Some interesting stuff here -
Al-Qaida founder blasts successor bin Laden for 'immoral terror'
By Yossi Melman, Haaretz Correspondent
One of Al-Qaida's founders, Sayyid Imam al-Sharif, has waged a harsh verbal attack on the terrorist organization's leaders Osama bin Laden and Ayman al-Zawahiri.
Sharif's criticism of the Al-Qaida ideology and the failures of its leadership have unleashed a heated debate within the global Jihad movement and it has been publicized in several western media outlets.
Sharif, who is serving a life sentence in a Cairo prison, recently wrote, "Every drop of blood that was shed or is being shed in Afghanistan and Iraq is the responsibility of bin Laden and Zawahiri and their followers."
The Al-Qaida figurehead also said called the September 11 terror attacks immoral and counterproductive.
"Ramming America has become the shortest road to fame and leadership among the Arabs and Muslims," wrote Sharif, who also goes by the nom de guerre Dr. Fadl. "But what good is it if you destroy one of your enemy's buildings, and he destroys one of your countries? What good is it if you kill one of his people, and he kills a thousand of yours? That, in short, is my evaluation of 9/11."
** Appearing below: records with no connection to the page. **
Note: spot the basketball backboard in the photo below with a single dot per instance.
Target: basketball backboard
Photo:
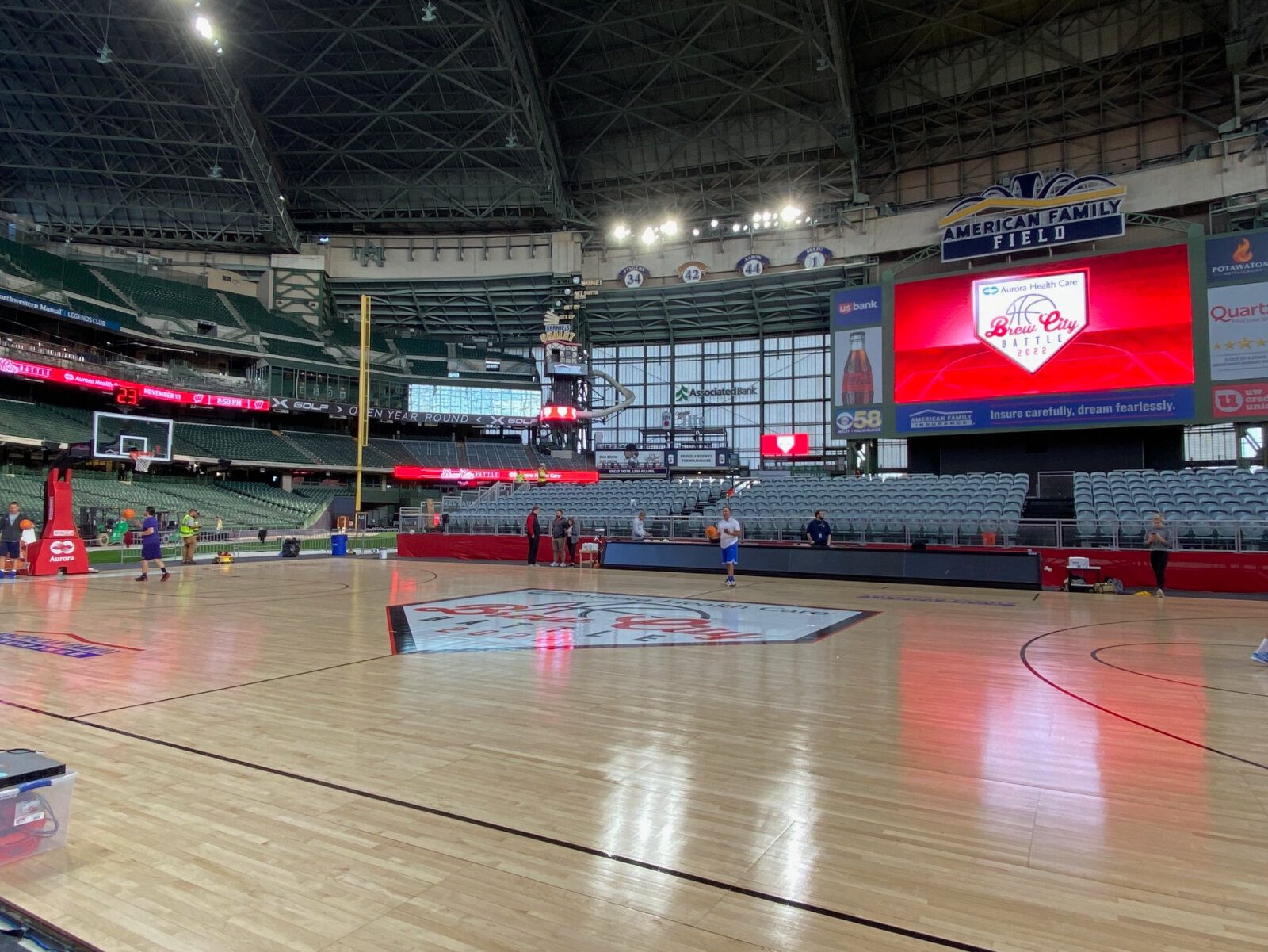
(116, 435)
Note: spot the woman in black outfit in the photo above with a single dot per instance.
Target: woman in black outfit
(533, 530)
(1158, 537)
(570, 534)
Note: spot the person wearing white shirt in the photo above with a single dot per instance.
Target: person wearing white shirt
(728, 537)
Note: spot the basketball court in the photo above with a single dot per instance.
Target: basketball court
(273, 759)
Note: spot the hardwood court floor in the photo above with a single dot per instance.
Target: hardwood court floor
(265, 776)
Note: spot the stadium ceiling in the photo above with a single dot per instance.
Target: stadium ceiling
(124, 124)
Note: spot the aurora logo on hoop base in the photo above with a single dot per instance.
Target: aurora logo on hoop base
(1030, 319)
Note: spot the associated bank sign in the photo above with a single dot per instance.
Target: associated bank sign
(1033, 211)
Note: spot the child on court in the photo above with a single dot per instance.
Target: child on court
(151, 547)
(728, 537)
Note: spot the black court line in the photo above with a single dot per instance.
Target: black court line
(1096, 657)
(1081, 698)
(536, 837)
(44, 928)
(231, 687)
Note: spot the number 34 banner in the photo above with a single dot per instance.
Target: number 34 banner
(856, 363)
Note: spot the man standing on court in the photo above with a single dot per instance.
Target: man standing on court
(558, 534)
(188, 537)
(728, 537)
(10, 539)
(818, 530)
(533, 530)
(151, 547)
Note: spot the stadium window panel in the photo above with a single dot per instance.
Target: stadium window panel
(748, 368)
(657, 372)
(1210, 444)
(657, 395)
(892, 454)
(805, 388)
(777, 389)
(718, 370)
(779, 415)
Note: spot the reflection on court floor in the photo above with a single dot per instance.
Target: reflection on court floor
(545, 619)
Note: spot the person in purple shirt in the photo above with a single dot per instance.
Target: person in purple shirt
(151, 547)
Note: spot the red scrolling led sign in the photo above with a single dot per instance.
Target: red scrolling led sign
(126, 392)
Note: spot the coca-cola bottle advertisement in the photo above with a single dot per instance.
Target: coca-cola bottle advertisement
(857, 388)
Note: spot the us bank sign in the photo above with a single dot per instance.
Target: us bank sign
(1033, 211)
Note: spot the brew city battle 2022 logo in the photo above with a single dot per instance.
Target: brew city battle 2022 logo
(548, 619)
(1031, 319)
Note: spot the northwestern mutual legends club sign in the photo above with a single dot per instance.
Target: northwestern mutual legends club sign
(1033, 211)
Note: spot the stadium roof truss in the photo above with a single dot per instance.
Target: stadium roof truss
(439, 116)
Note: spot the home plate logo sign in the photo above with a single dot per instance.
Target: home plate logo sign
(552, 620)
(1029, 319)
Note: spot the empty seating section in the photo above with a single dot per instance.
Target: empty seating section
(217, 344)
(428, 368)
(1205, 507)
(422, 347)
(260, 319)
(295, 349)
(498, 455)
(36, 421)
(238, 505)
(57, 272)
(961, 509)
(236, 444)
(335, 449)
(433, 453)
(158, 296)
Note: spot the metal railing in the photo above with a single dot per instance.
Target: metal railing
(243, 541)
(1221, 535)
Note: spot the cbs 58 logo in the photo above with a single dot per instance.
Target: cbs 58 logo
(865, 421)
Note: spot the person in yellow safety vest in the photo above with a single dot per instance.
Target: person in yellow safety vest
(188, 537)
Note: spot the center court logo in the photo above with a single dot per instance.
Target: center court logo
(562, 620)
(1029, 319)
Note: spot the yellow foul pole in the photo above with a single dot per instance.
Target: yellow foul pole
(363, 396)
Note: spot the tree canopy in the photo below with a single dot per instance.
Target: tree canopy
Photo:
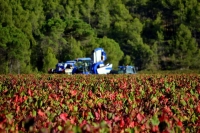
(150, 34)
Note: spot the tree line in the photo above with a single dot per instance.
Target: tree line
(150, 34)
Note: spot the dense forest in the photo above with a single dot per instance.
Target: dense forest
(150, 34)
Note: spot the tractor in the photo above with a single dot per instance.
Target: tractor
(94, 65)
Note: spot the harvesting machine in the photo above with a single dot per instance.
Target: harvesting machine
(94, 65)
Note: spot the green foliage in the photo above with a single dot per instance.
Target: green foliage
(184, 47)
(152, 34)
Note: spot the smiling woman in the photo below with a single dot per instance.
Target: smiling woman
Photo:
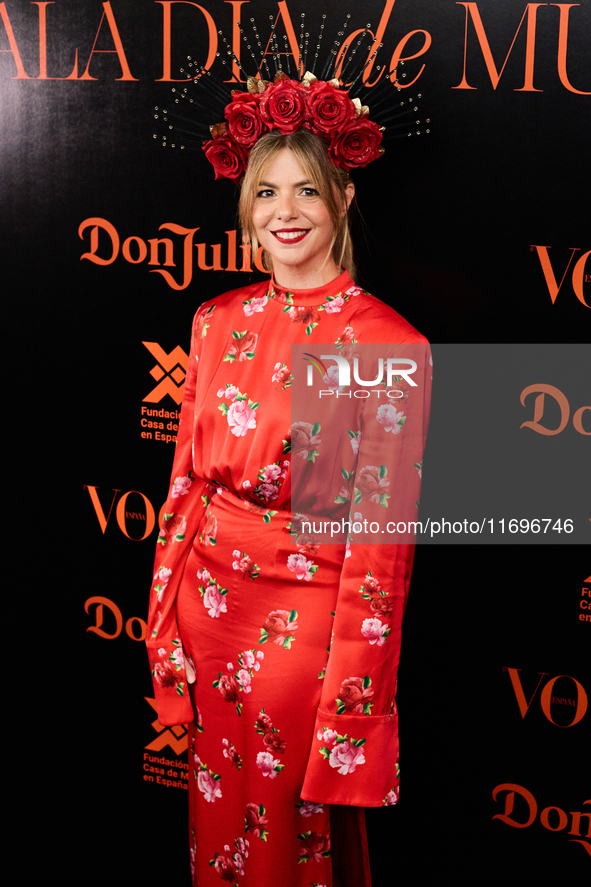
(283, 652)
(293, 195)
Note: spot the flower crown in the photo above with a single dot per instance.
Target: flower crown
(286, 105)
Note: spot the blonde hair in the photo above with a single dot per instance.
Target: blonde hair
(329, 180)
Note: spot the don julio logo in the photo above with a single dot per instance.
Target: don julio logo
(563, 406)
(554, 819)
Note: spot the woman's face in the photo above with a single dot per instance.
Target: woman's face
(293, 224)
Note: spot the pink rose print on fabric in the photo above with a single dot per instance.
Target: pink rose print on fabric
(375, 631)
(244, 679)
(229, 392)
(180, 487)
(305, 437)
(380, 602)
(355, 695)
(354, 440)
(268, 765)
(347, 337)
(345, 758)
(236, 683)
(306, 315)
(314, 846)
(371, 484)
(164, 674)
(214, 602)
(208, 784)
(228, 864)
(278, 628)
(210, 530)
(281, 375)
(223, 866)
(354, 291)
(392, 797)
(254, 306)
(231, 754)
(346, 754)
(270, 479)
(161, 578)
(230, 690)
(242, 347)
(271, 739)
(301, 566)
(272, 472)
(334, 306)
(245, 564)
(255, 821)
(390, 418)
(172, 529)
(241, 418)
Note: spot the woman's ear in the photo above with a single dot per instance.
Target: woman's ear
(349, 195)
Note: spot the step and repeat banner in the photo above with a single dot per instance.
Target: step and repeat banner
(477, 232)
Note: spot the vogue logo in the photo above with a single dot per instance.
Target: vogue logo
(555, 819)
(563, 405)
(123, 512)
(105, 246)
(549, 696)
(169, 373)
(579, 275)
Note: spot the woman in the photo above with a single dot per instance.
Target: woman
(291, 646)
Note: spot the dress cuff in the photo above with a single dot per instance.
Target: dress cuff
(353, 761)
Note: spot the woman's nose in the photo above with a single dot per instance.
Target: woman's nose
(286, 207)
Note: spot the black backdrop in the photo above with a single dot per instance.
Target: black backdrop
(476, 233)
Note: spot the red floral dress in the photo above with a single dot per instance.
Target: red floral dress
(294, 643)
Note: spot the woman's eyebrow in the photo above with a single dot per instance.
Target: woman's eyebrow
(296, 185)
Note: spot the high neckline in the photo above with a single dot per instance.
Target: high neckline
(317, 295)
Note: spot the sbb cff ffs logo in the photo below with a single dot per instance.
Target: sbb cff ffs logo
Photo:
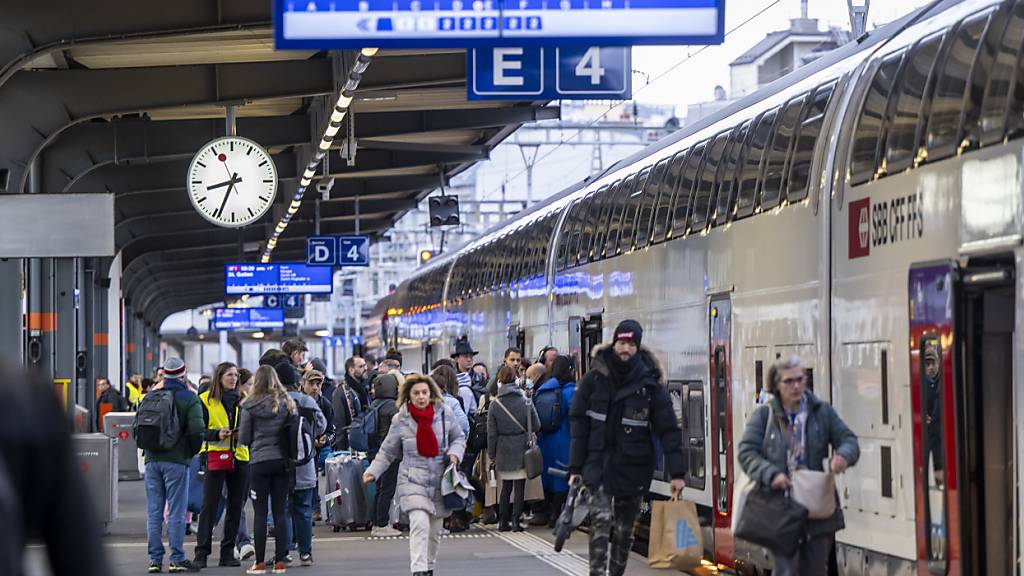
(884, 222)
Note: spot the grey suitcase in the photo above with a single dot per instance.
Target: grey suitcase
(346, 495)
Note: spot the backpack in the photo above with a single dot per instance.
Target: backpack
(157, 425)
(364, 426)
(297, 437)
(549, 407)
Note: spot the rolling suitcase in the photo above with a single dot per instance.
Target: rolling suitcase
(346, 497)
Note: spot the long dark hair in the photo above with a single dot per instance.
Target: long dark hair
(561, 369)
(216, 386)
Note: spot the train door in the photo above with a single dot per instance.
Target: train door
(962, 323)
(720, 351)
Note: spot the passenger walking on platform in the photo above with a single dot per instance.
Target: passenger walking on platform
(263, 416)
(167, 470)
(386, 388)
(299, 519)
(227, 464)
(427, 439)
(801, 432)
(553, 401)
(509, 419)
(620, 404)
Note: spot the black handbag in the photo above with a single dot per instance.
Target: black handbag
(772, 520)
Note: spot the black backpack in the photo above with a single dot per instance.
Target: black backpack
(157, 425)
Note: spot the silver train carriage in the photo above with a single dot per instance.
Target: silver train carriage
(863, 213)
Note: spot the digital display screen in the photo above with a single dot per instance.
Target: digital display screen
(246, 319)
(290, 278)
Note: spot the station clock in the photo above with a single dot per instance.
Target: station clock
(231, 181)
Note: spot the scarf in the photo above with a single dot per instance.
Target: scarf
(426, 442)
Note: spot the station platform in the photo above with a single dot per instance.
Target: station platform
(477, 551)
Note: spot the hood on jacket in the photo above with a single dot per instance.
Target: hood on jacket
(386, 385)
(601, 356)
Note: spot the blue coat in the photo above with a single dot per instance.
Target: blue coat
(555, 447)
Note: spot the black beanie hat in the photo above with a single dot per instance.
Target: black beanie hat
(629, 330)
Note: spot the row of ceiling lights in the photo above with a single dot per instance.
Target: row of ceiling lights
(337, 116)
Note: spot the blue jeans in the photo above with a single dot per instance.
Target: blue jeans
(300, 510)
(166, 483)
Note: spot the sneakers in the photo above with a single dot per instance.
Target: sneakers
(384, 532)
(246, 551)
(183, 566)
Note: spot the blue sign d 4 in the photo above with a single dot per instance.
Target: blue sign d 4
(541, 74)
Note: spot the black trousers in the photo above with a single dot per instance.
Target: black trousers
(238, 488)
(503, 502)
(269, 482)
(386, 486)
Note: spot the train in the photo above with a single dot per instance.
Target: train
(864, 213)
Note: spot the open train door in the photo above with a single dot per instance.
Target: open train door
(720, 350)
(962, 324)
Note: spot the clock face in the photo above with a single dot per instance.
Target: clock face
(232, 181)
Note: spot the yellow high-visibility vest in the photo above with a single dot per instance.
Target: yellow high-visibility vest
(218, 419)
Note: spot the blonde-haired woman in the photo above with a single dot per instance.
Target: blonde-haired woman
(263, 415)
(427, 438)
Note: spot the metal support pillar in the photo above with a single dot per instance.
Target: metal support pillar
(11, 336)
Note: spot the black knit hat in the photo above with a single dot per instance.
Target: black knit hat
(629, 330)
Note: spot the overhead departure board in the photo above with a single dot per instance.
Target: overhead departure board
(425, 24)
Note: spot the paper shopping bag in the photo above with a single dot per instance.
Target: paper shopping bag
(675, 535)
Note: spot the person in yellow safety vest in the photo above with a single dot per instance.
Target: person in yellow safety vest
(227, 462)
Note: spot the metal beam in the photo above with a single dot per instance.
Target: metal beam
(36, 107)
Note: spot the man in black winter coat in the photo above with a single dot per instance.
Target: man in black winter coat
(619, 408)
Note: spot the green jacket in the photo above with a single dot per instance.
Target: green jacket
(190, 417)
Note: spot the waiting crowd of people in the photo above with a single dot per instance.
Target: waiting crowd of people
(519, 438)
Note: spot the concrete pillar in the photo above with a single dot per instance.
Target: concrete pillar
(11, 334)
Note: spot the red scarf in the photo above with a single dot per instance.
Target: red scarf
(426, 442)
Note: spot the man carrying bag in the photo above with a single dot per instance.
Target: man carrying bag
(788, 440)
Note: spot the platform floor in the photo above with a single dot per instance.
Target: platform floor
(479, 551)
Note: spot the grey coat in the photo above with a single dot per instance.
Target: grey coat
(419, 477)
(260, 429)
(507, 441)
(763, 458)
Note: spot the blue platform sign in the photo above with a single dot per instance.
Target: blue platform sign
(322, 250)
(320, 25)
(353, 250)
(552, 73)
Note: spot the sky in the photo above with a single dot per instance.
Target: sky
(694, 80)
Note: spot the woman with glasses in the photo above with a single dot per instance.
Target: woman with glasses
(799, 435)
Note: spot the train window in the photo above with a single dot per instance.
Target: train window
(947, 109)
(751, 170)
(732, 159)
(778, 152)
(803, 150)
(687, 179)
(998, 99)
(706, 182)
(693, 436)
(663, 213)
(904, 120)
(647, 203)
(615, 216)
(863, 164)
(631, 210)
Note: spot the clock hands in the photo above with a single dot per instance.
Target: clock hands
(230, 186)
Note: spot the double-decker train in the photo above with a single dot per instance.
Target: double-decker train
(864, 213)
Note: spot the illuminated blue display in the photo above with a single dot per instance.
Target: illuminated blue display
(292, 278)
(425, 24)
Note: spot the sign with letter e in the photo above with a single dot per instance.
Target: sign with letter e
(322, 251)
(530, 73)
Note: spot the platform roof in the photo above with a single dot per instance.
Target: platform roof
(116, 95)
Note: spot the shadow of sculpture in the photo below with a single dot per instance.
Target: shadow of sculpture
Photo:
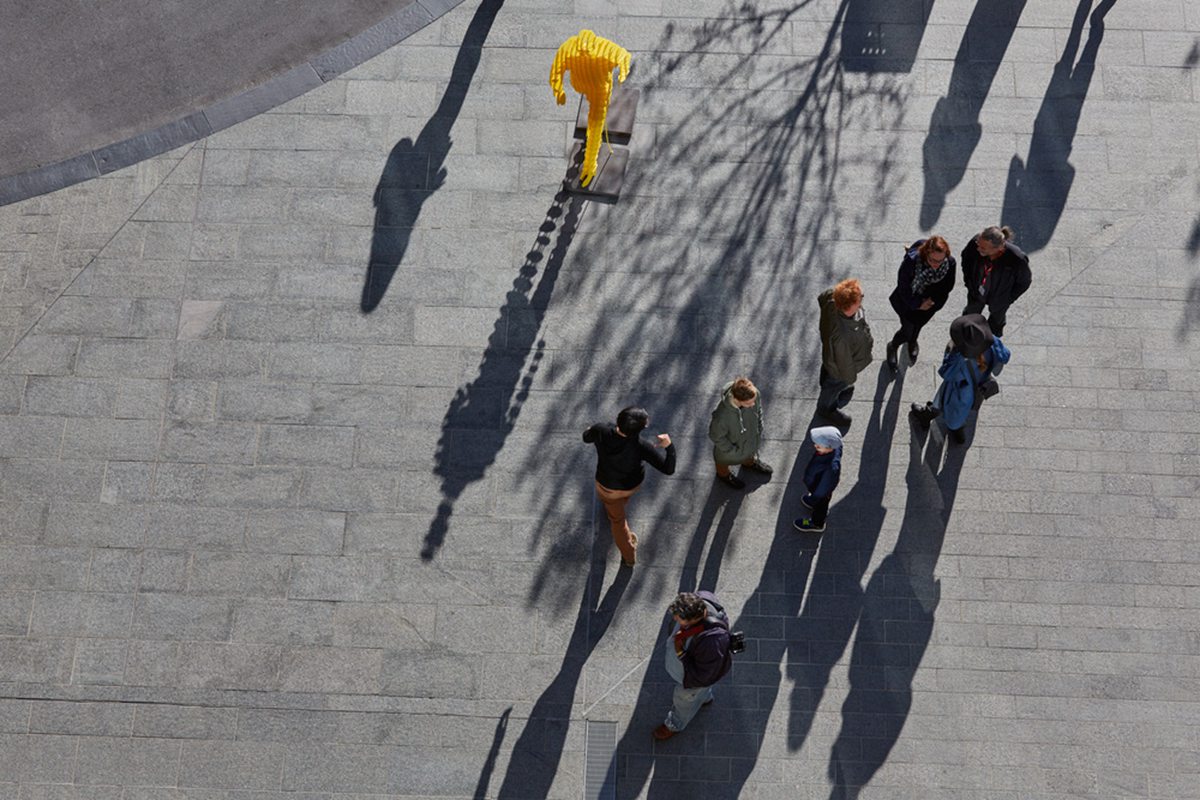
(724, 229)
(539, 749)
(484, 411)
(1037, 188)
(415, 169)
(954, 130)
(897, 618)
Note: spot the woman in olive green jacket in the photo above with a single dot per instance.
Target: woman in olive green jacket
(736, 431)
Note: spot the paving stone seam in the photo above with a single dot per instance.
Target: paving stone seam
(64, 290)
(226, 112)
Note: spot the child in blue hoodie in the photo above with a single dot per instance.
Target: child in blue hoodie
(821, 477)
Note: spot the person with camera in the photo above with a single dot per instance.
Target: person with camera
(699, 653)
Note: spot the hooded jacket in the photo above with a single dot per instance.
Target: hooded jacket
(845, 341)
(736, 432)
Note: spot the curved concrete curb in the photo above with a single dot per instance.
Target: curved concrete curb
(231, 110)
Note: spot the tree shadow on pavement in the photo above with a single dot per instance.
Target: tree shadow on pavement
(539, 749)
(954, 130)
(1037, 188)
(897, 618)
(415, 169)
(775, 636)
(726, 227)
(484, 413)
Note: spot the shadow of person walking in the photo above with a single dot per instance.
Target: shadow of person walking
(834, 599)
(1037, 188)
(954, 130)
(539, 749)
(472, 433)
(415, 169)
(897, 619)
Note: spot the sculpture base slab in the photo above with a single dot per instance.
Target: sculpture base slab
(622, 113)
(610, 175)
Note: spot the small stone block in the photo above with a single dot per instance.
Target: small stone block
(619, 121)
(609, 178)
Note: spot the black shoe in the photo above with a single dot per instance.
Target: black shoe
(732, 481)
(838, 417)
(924, 414)
(760, 467)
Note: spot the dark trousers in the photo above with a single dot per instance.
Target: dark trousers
(996, 319)
(820, 509)
(909, 332)
(834, 394)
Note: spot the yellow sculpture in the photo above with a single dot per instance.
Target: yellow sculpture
(591, 60)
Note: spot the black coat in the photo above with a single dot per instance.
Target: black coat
(905, 302)
(1008, 281)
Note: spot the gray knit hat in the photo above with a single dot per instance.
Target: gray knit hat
(826, 437)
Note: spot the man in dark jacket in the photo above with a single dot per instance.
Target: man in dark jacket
(845, 348)
(621, 452)
(996, 272)
(697, 655)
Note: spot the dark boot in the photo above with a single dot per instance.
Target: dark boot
(924, 414)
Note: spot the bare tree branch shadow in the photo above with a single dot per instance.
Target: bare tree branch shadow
(754, 169)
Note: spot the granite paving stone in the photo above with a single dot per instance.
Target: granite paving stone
(262, 543)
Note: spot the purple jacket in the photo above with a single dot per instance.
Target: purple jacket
(707, 657)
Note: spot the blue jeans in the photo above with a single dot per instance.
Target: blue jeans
(684, 702)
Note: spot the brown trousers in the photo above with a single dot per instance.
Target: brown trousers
(615, 506)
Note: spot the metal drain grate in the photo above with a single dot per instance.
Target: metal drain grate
(600, 763)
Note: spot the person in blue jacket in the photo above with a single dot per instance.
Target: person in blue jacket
(975, 355)
(821, 477)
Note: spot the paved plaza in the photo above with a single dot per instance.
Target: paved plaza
(275, 525)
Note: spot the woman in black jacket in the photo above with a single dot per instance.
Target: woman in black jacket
(924, 282)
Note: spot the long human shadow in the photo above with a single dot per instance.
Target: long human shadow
(415, 169)
(484, 413)
(713, 251)
(539, 749)
(835, 594)
(1037, 188)
(485, 776)
(636, 753)
(954, 130)
(897, 619)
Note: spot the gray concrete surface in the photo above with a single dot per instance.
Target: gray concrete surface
(259, 543)
(97, 86)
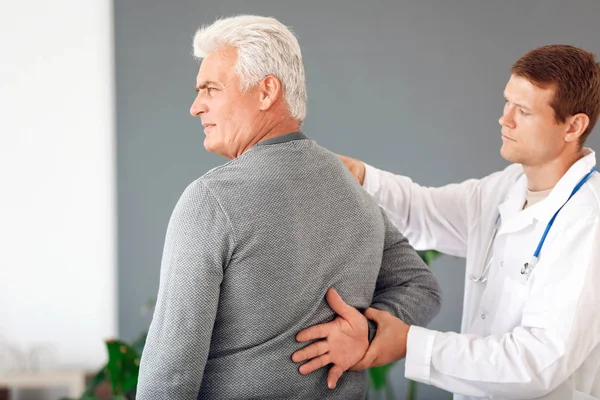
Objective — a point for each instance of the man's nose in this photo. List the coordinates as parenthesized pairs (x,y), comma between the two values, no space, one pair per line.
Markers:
(198,107)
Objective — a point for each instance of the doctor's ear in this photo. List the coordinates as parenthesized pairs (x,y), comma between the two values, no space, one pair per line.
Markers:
(576,125)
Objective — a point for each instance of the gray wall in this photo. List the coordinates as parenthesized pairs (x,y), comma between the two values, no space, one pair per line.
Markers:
(409,86)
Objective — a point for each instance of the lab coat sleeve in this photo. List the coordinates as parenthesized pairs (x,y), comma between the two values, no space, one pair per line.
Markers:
(430,218)
(406,287)
(559,329)
(198,245)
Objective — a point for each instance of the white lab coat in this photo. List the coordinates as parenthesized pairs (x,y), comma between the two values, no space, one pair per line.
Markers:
(522,338)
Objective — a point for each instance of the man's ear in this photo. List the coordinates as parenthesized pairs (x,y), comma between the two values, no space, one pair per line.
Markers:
(269,91)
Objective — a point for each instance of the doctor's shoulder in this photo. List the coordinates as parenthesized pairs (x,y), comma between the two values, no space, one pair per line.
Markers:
(502,181)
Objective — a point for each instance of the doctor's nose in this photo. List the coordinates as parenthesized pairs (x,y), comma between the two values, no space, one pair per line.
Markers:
(507,120)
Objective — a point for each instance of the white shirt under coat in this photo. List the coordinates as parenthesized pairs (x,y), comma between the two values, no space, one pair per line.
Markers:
(535,338)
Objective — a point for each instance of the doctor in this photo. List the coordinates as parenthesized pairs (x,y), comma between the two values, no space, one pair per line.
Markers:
(531,238)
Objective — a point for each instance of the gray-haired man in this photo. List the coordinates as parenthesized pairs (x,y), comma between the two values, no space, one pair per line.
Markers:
(253,245)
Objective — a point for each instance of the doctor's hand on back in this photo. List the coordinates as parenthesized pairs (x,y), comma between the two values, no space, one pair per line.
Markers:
(531,238)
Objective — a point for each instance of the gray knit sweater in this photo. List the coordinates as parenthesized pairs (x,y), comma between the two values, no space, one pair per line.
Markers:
(251,248)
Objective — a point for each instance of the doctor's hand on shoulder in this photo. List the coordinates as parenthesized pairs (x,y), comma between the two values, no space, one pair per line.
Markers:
(356,168)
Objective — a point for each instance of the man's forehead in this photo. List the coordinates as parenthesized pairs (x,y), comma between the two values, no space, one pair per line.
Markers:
(217,65)
(524,89)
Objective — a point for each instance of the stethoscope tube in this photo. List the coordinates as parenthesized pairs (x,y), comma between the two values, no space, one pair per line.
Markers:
(529,266)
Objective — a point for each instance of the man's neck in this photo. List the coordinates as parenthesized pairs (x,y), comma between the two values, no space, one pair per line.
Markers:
(281,128)
(546,176)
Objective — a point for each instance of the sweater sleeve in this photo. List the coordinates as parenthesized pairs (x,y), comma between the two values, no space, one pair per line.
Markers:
(198,246)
Sharif also criticizes Muslims who move to the West only to perpetrate terror attacks in their adopted countries. "If they gave you permission to enter their homes and live with them, and if they gave you security for yourself and your money, and if they gave you the opportunity to work or study, or they granted you political asylum" wrote Sharif, then it is "not honorable" to "betray them, through killing and destruction."
According to Reuven Paz, an expert on Islamist movements, Sharif is considered one of the leading ideologues within the Egyptian group that cultivated Jihad starting in the 1970s.
Together with Zawahiri, he struggled against Egypt's leadership and also fought against the Soviet occupation of Afghanistan.